Subject: Re: use of gnumalloc?
To: None <firstname.lastname@example.org>
From: Mark P. Gooderum <email@example.com>
Date: 11/17/1994 22:57:35
According to Luke Mewburn:
> Is there any need to have gnumalloc in the tree anymore?
> Do programs depend on some feature or quirk that it provides
> that the 4.4BSD/NetBSD malloc doesn't? If not, wy don't we
> depreciate gnumalloc's use by programs (although keep it in
> libc for programs that need it.) Or is the BSD one a memory
> hog and the gnu one not?
Yes. The BSD malloc algorithm is very simple and can be very
space inefficent (real allocation unit is effectively powers of
two with some minor fudges). I rewrote a debugging malloc (interesting
trick considering that the BSD malloc normally doesn't have an allocated
heap, it barely has a free heap at all really), that
did almost everything Purify did and some more based on this malloc,
so I'm a little familiar with it.
The GNU malloc is more space efficient, but has much more processing
overhead and is more complex.
> I've compiled up XFree86-3.1 and it uses -lgnumalloc, and one
> of the config options is Malloc0ReturnsNull NO. Looking at the
> source for gnumalloc it appears that doing malloc(0) returns
> a pointer that you can realloc, free, etc. From looking at
> libc/stdlib/malloc.c, NetBSD malloc has a similar functionality
> (because I can't see a special case for nbytes==0.) I haven't
> had time to whip up test programs to check this though.

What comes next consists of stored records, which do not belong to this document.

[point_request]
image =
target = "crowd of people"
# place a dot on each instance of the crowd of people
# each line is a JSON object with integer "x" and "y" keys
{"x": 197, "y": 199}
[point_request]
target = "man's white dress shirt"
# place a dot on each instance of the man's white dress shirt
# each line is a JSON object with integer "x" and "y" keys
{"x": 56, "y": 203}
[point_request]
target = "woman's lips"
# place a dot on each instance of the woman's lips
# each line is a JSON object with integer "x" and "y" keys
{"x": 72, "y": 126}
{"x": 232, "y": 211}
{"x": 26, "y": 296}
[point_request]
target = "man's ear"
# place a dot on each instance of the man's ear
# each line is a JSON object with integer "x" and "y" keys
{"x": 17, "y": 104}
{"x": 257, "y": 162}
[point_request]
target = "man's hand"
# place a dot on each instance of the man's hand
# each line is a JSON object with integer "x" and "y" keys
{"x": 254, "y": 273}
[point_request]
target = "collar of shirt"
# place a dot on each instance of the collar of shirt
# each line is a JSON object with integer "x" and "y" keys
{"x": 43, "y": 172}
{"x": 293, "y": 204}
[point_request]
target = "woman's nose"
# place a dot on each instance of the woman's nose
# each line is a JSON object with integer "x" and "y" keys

Setting this to NO is a BSD compatibility concession. Many old programs
assume that malloc/realloc(0) return a valid node than can be
played with. There's some other historical ugliness in the BSD malloc
like re-mallocing the last freed block.
So it's worth keeping. If you build anything that runs a long time
and frequently allocates and frees varying sized blocks (like X...),
you'll probably benefit a lot from the GNU malloc.
Mark P. Gooderum USSnail: Good Creations
Senior Consultant - Operating Systems Group 3029 Blackstone Ave. So.